Turzai, for his part, denied that a potential reelection fight influenced his retirement. He represents a Democratic trending district in Pittsburgh’s affluent northern suburbs and his retirement makes it a topic target.
As for Scarnati, the 25th District, which sprawls across northwestern Pennsylvania, likely won’t be competitive in November. President Donald Trump took nearly three-fourths of the vote there in 2016, according to numbers crunched by the progressive blog Daily Kos.
But according to one GOP operative, Scarnati’s retirement could still mean some good news for Democrats.
Veteran consultant Chris Nicholas, of Harrisburg, tweeted late Wednesday that the vast rural 25th could be chopped up and moved from the declining western half of the state to the growing eastern half during the decennial redistricting next year.
So, given its declining population and frosh member, it could get moved east even though that would mean a member would have their seat taken out from under them mid-term. 5/x
— Christopher Nicholas (@Eagle63) February 13, 2020
The exact lines of the district would be drawn by whoever controls the Senate in 2021. But broadly, Democrats have been gaining in the growing southeast, a population exchange that has troubled GOP operatives.
Turzai and Scarnati leaving also creates power vacuums at the top of both chambers. Those who fill the positions will have a huge say to direct policy while dealing with the close of Democratic Gov. Tom Wolf’s time in office.
In the Senate, Capitol insiders have cited Senate Majority Leader Jake Corman, R-Centre; Majority Whip Sen. John Gordner, R-Columbia, and Sen. Ryan Aument, R-Lancaster, as potential replacements for Scarnati.

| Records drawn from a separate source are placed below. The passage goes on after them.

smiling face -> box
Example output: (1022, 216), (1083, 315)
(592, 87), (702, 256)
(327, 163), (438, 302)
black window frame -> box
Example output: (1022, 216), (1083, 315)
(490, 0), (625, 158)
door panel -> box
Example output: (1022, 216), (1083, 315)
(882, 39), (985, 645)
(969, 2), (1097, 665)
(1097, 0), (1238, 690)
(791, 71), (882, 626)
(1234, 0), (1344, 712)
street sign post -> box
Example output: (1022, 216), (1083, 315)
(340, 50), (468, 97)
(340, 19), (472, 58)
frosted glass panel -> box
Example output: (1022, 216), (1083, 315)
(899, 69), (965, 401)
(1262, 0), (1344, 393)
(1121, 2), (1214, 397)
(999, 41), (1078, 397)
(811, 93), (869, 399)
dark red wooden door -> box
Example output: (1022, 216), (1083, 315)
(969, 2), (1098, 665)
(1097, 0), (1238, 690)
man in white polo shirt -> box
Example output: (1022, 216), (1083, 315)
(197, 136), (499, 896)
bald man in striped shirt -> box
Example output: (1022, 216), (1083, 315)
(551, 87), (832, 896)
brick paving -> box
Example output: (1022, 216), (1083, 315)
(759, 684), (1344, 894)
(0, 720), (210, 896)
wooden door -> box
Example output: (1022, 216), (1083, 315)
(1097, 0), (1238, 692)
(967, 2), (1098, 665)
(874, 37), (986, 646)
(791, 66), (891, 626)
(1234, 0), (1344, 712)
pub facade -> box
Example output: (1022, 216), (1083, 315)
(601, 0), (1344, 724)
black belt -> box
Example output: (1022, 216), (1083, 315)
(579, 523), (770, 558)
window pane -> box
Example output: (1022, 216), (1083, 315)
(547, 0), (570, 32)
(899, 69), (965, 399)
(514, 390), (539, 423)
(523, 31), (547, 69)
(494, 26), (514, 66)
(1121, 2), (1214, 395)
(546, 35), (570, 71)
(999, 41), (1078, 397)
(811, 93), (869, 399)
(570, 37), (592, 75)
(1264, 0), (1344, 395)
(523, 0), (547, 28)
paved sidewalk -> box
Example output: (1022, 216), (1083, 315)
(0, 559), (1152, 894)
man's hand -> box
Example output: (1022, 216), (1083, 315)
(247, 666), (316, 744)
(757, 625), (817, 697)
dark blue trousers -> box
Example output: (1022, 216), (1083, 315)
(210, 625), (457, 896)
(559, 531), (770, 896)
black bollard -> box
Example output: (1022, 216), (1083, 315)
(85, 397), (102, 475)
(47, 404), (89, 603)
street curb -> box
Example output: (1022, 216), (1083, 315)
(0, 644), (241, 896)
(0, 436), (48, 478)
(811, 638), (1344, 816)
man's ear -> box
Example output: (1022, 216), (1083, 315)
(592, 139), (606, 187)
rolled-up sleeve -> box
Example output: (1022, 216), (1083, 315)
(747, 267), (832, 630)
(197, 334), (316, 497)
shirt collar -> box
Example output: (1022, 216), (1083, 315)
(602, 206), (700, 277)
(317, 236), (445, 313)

The former staffer expected Corman to be the favorite, and didn’t expect that his governing style would differ much from Scarnati’s.
“Senate Republicans have just done a good job of just trying to govern. They’ve seemed to have done a really good job of just trying to keep [conservatives] happy without taking these drastic shifts to the right,” one former GOP Senate staffer told the Capital-Star. “I think it will be the same thing under [Corman].”

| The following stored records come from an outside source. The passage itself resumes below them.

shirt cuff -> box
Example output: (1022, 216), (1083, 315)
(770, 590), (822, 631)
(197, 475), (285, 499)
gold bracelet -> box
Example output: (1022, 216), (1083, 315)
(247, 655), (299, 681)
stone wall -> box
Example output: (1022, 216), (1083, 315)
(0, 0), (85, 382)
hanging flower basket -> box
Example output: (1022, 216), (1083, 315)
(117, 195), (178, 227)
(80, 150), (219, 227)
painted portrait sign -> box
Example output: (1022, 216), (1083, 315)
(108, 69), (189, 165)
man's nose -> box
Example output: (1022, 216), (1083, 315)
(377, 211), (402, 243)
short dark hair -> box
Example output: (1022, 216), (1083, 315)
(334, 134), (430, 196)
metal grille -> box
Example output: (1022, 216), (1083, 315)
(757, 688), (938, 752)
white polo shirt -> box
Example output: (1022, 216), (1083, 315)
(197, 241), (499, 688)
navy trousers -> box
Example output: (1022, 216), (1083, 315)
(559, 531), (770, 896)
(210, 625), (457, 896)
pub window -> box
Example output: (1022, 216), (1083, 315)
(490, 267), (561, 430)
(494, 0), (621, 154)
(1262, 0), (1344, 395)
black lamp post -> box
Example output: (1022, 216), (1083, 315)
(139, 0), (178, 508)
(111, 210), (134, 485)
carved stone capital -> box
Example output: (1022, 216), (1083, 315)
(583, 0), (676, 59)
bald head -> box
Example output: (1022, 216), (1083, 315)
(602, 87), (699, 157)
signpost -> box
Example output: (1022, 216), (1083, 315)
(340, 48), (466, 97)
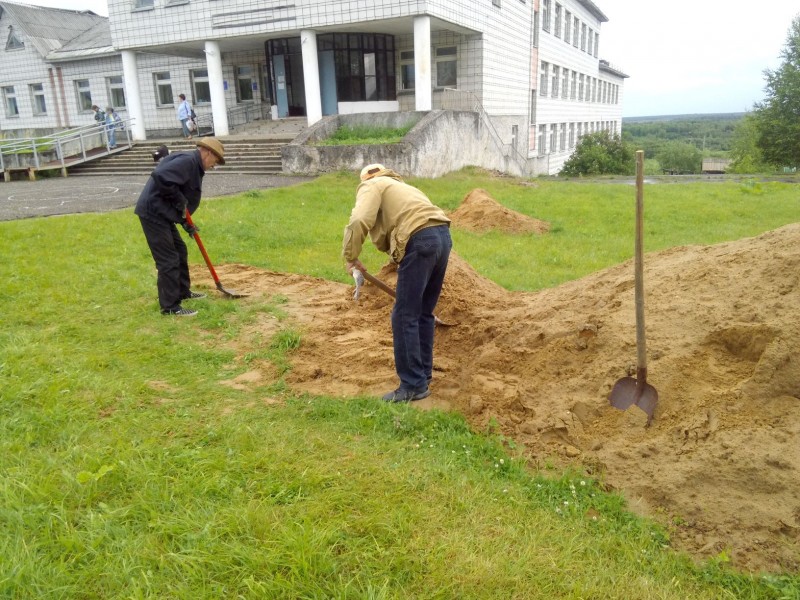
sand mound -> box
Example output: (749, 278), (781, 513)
(194, 224), (800, 571)
(448, 189), (550, 233)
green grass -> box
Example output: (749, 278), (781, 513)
(317, 124), (414, 146)
(0, 171), (800, 599)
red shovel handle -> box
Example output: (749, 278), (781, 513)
(181, 210), (220, 287)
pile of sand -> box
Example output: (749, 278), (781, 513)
(448, 189), (550, 234)
(189, 218), (800, 571)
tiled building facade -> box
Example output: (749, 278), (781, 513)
(0, 0), (625, 173)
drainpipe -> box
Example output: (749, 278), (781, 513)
(300, 30), (322, 127)
(47, 67), (61, 129)
(56, 67), (72, 129)
(414, 16), (433, 110)
(204, 41), (229, 137)
(121, 50), (147, 142)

In the House, Republican lawmakers say the race to become the next speaker will likely fall between House Appropriations Committee Chairman Stan Saylor, R-York, and Majority Whip Kerry Benninghoff, R-Centre.
Saylor, as the caucus’s chief fiscal voice, has been a hardliner on issues such as taxes and the minimum wage. Benninghoff, who represents parts of Penn State University, is seen as a more moderate option.
House Majority Leader Bryan Cutler, R-Lancaster, who outranks both, is also considered a candidate. But rank-and-file House Republicans privately say that they are unsure of his interest in the top post.
“Cutler is very well respected in the caucus. He’s good at explaining why we need to take certain votes when we do,” one GOP lawmaker, who requested anonymity to speak candidly, said. “Maybe he would have some competition for speaker, but it’s really his decision.”
Cutler, characteristically, isn’t saying much either about internal politics.
“I’d certainly be open to it as we go, but the timing will have a lot to do with it,” Cutler told York-based FOX-43 in January.
Adding to the confusion is Turzai’s still-uncertain future. While he announced his retirement come 2021, Turzai did not rule out stepping down from office early.
Rumors of an early exit still abound. If Turzai were to leave office, some House Republicans have floated retiring Rep. Marcy Toepel, R-Montgomery, as a placeholder speaker until after the next election.
Supporters figure electing the first female speaker could keep midterm infighting to a minimum, and also allow the would-be speakers time to avoid a messy fight to open the session in 2021.